The United Nations said Wednesday the academic year for Palestinian refugee children will start as scheduled despite a funding crisis which had threatened the schooling programme.
"I am pleased to declare the 2015/16 UNRWA school year open. Students will return to school according to plan in Palestine on 24 August, in Jordan on 1 September, in Lebanon on 7 September and in Syria on 13 September," said Pierre Krahenbuhl, head of the UN Relief and Works Agency for Palestinian refugees in the Middle East.
"Education is a fundamental right for children everywhere in the world, and it should never have come to the point where the UNRWA school year risked being delayed because of a funding shortfall for our core budget.
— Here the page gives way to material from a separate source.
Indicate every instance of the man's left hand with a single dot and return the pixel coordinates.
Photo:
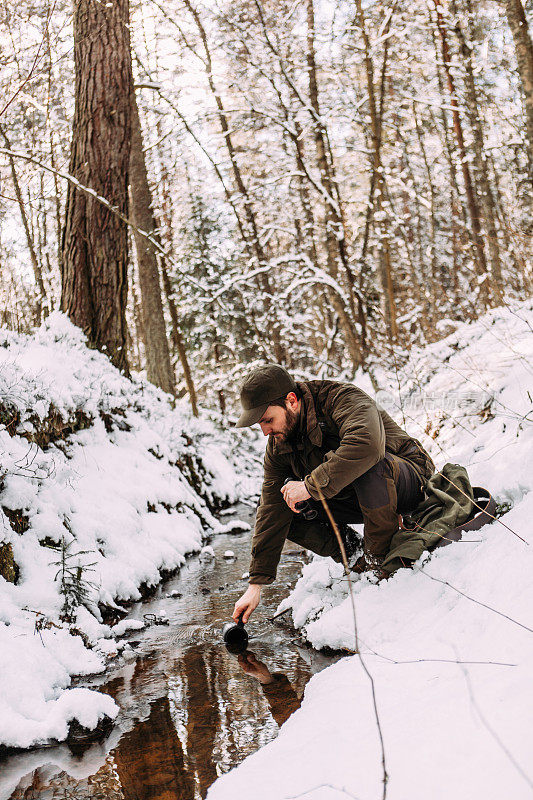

But it almost did," he said in a statement.
On August 5, UN Secretary General Ban Ki-moon warned that a $100 million shortfall in funding for the agency had placed the new school year in jeopardy.
Since then, Krahenbuhl said, donors had stepped forward to help plug the gap.
"The total amount of contributions received to date against the deficit... is $78.9 million," he said in the statement.
"While some significant work therefore remains, I consider that we have achieved our first objective and can open the schools."
Leading contributors were Saudi Arabia, Kuwait, the United Arab Emirates and United States, he said, while other major donations came from Switzerland, Britain, Norway, Sweden and Slovakia.
"In addition to this, we welcome the efforts by the European Union to mobilise additional means in a few weeks’ time and look forward to a positive decision," he added.
The United Nations has been struggling to keep several humanitarian efforts afloat in the Middle East -- in Syria, Yemen and also Iraq -- where donors are under pressure to boost contributions.
The war in Syria, now in its fifth year, has driven more than four million people to flee to neighbouring countries, in what the UN refugee agency UNHCR has termed the single largest exodus in a generation.